Never in recent history has a week been so important for the world and for domestic economies as this one. The Centre and the RBI must recalibrate their responses sooner, rather than later.

india Updated: Sep 17, 2013 23:32 IST
Hindustan Times

Never in recent history has a week been so important for the world and for domestic economies as this one. On Friday, Reserve Bank of India (RBI) governor Raghuram G Rajan will present his maiden monetary policy review. While most in India will keep a close eye on forward-looking cues on how and when the RBI will announce lending rate cuts, the world and Mr Rajan, will have another question: how soon will the United States turn the tap dry on the flow of ultra-cheap funds? The action that Fed Reserve chief Ben Bernanke will probably take on September 17-18 on the scale back of an easy money policy in the US will determine the course for the RBI and most of its emerging world counterparts. On Monday, India’s wholesale inflation data confirmed what most households have been complaining: cost of food items were on the rise.

A six-month high wholesale inflation of 6.10% in August has added to the array of problems for the government battling to steer the country out of an economic mess. The UPA faces a potent mix of high inflation, a falling currency and poor economic growth at the worst possible time — key state elections will take place in the next few months, and general polls are less than a year away. High inflation means that the RBI will hesitate to cut interest rates, a step needed to boost economic growth. So consumers need to keep paying large chunks of their income every month towards repaying housing loans, even as the cost of food and petrol rises and the prospect of decent salary hikes recedes because the economy is struggling. Making borrowing more expensive by raising interest rates may address the issue of higher prices and would help arrest a fall in the rupee, but would likely hurt growth further, which slowed to a four-year low of 4.4% during April-June.
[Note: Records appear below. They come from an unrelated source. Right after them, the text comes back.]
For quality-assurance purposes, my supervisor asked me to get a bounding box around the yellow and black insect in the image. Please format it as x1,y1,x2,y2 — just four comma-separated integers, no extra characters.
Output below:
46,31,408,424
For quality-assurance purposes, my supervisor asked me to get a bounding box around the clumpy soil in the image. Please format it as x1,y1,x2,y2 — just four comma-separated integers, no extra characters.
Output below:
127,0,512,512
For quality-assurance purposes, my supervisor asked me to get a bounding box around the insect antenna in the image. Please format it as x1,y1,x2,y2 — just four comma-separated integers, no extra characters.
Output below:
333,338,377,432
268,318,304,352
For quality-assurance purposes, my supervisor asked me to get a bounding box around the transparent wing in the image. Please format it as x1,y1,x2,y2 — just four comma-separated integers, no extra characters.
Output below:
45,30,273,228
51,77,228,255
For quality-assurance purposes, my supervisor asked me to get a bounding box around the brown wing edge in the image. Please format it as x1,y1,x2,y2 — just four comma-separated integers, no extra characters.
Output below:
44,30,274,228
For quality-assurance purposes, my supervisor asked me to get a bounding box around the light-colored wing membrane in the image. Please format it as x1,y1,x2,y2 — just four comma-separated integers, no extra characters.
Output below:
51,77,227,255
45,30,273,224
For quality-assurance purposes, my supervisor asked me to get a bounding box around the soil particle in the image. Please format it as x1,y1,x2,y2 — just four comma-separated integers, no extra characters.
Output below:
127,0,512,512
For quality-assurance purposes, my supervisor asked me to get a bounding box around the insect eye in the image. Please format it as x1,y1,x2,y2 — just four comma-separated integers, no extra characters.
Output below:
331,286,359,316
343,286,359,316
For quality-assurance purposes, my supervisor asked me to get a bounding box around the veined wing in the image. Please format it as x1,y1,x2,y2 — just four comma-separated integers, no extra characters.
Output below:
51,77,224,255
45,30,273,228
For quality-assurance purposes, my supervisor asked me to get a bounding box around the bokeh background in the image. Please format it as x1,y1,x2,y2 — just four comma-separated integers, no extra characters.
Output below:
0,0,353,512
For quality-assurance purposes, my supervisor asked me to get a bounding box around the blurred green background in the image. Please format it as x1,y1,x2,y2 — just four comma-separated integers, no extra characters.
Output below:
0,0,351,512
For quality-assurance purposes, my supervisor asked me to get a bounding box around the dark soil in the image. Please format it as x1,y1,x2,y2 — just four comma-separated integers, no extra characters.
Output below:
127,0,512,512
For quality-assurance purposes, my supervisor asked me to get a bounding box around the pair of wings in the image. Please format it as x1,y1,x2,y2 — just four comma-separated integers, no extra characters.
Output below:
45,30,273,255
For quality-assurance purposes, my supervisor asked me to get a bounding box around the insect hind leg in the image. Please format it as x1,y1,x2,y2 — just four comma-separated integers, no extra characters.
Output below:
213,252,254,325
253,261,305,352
It may be tempting to conclude the bottom may not be far away for the economy after factory output grew 2.6% in July after successive months of contraction, but the next couple of months will have to bring in fairly good numbers for industrial output to be out of the danger zone. Besides, consumer goods — which have been the arrowhead in the demand surge over the previous decade — are still not out of the rough cycle. Ahead of the festival season, high borrowing costs will dampen purchases of consumer goods that are mostly bought through loans. Ordinarily, only points of inflection in economic cycles necessitate a realignment of policy. But these are extraordinary times, and the government and the RBI will have to recalibrate their responses sooner, rather than later.